Vor 24 Jahren waren in Port el Kantaoui die Piraten los. Während unseres ersten Aufenthalts in Tunesien produzierte Roman Polanski hier seinen Film „Piraten„, mit Walther Matthau in der Hauptrolle. Die zu Touristenattraktionen umgebauten Kulissenschiffe kreuzen heute vor der Küste.

Am Wochenende machte Polanski erneut Schlagzeilen. Auf Wunsch der amerikanischen Justiz verhaftete die Zürcher Polizei den Regisseur und steckte ihn in Auslieferungshaft. Wiederum sorgt die Schweiz für Schlagzeilen. Endlich kann eine vor 31 Jahren verübte Tat, deren Klage das Opfer längst zurückgezogen hat, vor den Richter gebracht werden.

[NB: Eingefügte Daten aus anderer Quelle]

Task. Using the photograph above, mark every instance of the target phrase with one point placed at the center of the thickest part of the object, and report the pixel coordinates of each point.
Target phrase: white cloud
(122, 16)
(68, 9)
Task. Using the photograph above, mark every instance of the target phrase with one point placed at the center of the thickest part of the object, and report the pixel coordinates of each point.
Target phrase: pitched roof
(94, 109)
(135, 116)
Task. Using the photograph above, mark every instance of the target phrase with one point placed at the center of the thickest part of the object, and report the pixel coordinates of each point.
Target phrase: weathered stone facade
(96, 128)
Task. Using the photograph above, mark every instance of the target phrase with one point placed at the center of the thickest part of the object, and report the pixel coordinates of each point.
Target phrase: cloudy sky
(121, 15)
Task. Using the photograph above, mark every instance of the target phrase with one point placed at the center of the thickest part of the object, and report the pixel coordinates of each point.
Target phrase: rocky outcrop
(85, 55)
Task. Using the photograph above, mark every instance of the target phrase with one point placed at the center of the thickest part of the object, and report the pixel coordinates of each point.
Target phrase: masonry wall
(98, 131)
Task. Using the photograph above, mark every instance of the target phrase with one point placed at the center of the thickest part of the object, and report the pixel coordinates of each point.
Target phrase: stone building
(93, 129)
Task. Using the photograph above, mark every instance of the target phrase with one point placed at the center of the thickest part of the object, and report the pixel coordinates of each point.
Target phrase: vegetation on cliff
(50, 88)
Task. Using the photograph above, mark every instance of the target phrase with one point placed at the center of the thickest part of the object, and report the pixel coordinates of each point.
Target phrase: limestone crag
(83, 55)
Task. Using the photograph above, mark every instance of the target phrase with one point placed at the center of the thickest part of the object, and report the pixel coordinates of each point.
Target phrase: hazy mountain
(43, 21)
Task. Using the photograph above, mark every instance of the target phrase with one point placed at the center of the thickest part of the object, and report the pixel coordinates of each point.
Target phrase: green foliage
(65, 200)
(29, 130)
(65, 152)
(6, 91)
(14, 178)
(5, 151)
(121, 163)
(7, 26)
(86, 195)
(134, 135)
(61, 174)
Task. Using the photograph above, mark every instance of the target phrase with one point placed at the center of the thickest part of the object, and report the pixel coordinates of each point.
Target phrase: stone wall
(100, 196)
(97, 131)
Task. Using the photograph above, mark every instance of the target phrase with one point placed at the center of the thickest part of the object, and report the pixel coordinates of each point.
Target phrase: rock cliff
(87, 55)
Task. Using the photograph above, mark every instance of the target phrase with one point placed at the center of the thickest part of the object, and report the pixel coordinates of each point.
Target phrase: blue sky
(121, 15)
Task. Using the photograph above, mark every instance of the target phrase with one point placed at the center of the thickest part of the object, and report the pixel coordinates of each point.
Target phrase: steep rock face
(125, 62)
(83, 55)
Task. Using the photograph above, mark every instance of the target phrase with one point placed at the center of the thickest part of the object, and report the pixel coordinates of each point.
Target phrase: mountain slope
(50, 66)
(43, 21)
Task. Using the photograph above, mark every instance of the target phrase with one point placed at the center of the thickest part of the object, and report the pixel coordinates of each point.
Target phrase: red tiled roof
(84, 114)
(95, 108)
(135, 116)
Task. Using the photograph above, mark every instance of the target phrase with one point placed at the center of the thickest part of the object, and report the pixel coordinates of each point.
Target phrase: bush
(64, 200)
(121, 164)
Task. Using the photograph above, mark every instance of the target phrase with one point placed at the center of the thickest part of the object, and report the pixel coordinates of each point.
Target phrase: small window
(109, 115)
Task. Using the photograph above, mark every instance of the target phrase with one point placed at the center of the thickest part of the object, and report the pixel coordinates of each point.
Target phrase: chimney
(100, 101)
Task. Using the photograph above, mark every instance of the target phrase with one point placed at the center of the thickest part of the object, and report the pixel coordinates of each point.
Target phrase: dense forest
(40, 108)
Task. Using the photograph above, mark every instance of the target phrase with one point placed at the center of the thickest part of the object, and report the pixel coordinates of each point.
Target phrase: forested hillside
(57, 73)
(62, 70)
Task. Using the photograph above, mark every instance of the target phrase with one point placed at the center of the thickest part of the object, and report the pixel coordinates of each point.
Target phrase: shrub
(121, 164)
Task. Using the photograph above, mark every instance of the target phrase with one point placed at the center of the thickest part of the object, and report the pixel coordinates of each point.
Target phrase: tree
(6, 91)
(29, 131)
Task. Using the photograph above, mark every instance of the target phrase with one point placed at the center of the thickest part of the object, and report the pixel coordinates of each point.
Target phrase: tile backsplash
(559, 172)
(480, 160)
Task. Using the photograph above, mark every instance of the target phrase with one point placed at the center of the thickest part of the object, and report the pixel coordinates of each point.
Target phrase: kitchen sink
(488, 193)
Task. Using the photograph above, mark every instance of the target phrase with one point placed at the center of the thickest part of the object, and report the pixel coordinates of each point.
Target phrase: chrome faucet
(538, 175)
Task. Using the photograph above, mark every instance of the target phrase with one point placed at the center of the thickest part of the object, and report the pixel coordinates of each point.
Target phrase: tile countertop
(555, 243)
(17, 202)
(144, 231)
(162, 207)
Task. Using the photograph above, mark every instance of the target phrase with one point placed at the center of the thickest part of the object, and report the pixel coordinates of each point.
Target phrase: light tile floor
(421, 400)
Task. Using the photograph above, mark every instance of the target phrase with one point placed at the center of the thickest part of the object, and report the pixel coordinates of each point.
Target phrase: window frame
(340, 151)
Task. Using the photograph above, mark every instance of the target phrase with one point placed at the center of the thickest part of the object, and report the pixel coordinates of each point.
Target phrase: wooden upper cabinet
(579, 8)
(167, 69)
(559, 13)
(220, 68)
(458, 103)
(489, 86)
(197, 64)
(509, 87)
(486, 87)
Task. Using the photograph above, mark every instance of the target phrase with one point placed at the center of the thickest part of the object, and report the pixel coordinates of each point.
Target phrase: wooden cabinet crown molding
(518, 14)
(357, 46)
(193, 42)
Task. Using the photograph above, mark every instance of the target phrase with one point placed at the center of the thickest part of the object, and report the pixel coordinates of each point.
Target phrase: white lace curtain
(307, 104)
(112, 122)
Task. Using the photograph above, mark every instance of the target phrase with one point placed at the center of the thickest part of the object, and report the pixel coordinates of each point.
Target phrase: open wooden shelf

Schön, dass die Schweiz nach dem Fall Gaddafi ein zweites glorreiches Zeichen für unsere Rechtssprechung setzen konnte. Da uns keine anderen Sorgen plagen, freue ich mich schon auf das nächste Müsterchen Schweizer Globalpolitik. Vorschlag: Politisches Asyl für Peitschen-Peer nach der vernichtenden Wahlniederlage vom letzten Wochenende. Guantanamo is everywhere!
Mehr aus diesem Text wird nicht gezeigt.